Art Books
Reply to “It’s Hard to Find a Good Lamp”
Complexity does not only lie in the complicated, nor only in confusion, nor only in the formal sense. It does, though, in the conceptual sense and so it does in simple formal shapes. A point unfolds in a line, a line in a square, a square in a cube. One is not better than the other; there’s no hierarchy in form. In their use, one is more practical than the other, but in meaning there’s no superiority in shape. Even so, one is more practical than the other only depending on the tools used for its manipulation. With scissors, a square is easier to cut than a circle, and punching a pencil through a paper will easily make a circle rather than a triangle.

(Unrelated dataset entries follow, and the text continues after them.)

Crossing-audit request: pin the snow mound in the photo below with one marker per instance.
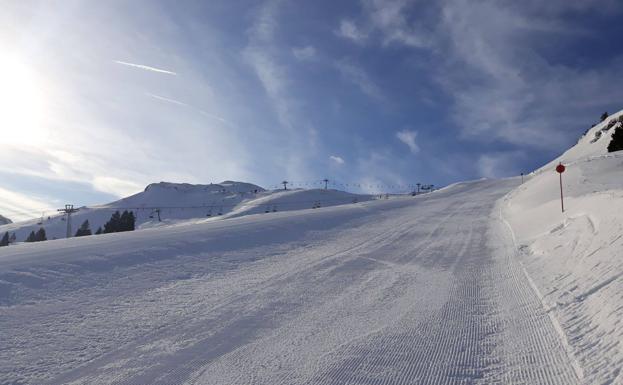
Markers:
(574, 258)
(299, 199)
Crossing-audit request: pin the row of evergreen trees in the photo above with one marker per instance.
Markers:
(118, 222)
(616, 144)
(32, 237)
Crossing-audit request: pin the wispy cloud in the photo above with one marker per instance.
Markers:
(18, 207)
(337, 159)
(304, 53)
(145, 67)
(360, 78)
(172, 101)
(408, 137)
(202, 112)
(349, 30)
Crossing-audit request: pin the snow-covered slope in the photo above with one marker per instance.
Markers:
(592, 144)
(575, 258)
(166, 203)
(4, 220)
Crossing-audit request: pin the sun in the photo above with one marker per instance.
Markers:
(21, 103)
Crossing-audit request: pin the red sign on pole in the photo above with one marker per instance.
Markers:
(560, 169)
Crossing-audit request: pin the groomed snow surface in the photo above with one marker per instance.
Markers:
(483, 282)
(422, 290)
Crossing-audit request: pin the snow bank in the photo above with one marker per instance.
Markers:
(575, 258)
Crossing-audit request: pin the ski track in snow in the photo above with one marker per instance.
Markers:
(422, 290)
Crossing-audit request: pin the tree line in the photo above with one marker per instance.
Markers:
(118, 222)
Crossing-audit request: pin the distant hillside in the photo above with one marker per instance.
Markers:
(166, 203)
(5, 220)
(593, 143)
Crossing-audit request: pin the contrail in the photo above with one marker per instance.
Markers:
(144, 67)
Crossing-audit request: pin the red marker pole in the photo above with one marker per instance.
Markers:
(560, 169)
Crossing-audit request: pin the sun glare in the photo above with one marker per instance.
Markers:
(21, 104)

All variations are the results of a basic idea; in their arrangement, basic forms become a grammar for the totality of the work. But the totality does not need to be written beforehand; the narrative in can be revealed with time. “Complicated” gives the illusion of meaning, of holding more meaning. Complicated and complex are not synonyms. Forms need to be appreciated in relationship to the walls, to the floor, not only read in their meaning.

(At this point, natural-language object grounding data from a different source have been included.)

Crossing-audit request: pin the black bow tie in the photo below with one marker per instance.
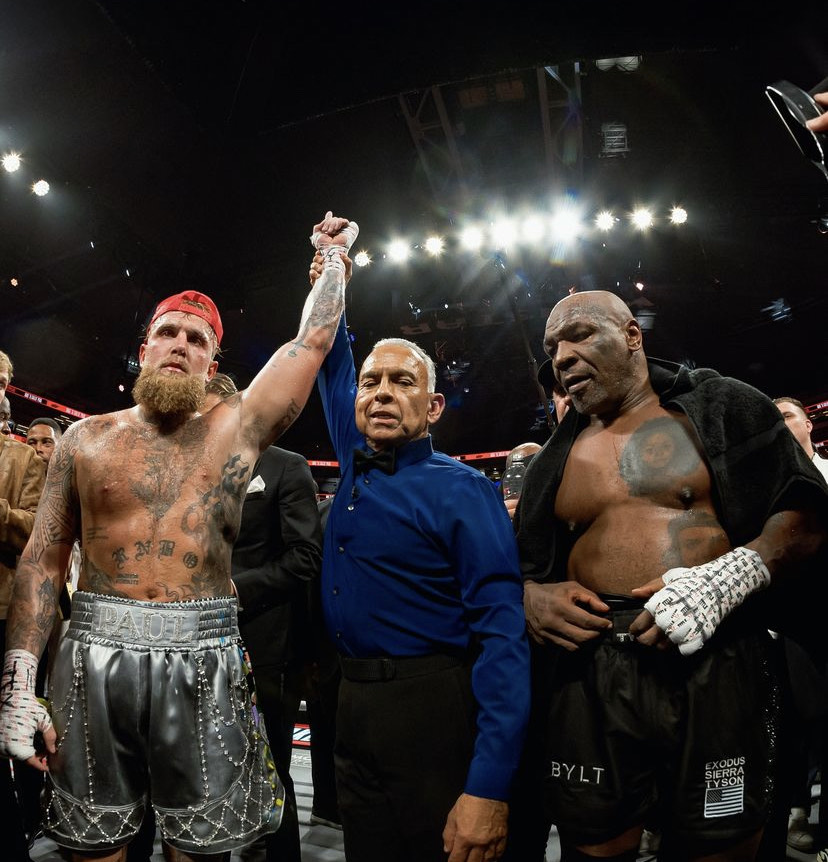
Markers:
(384, 460)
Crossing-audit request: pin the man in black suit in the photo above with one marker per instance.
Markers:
(277, 554)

There’s an example in an interview with Frank Stella where Judd talks about a box—a cardboard or a wooden box, it doesn’t matter. In a mental image, the box is full of things, in another, it just has some things. Both boxes are ordered, but in the full box, one wonders why and how the order is decided. In the other, one does not think about the order, but instead the relationship between the objects, the walls, and the floor.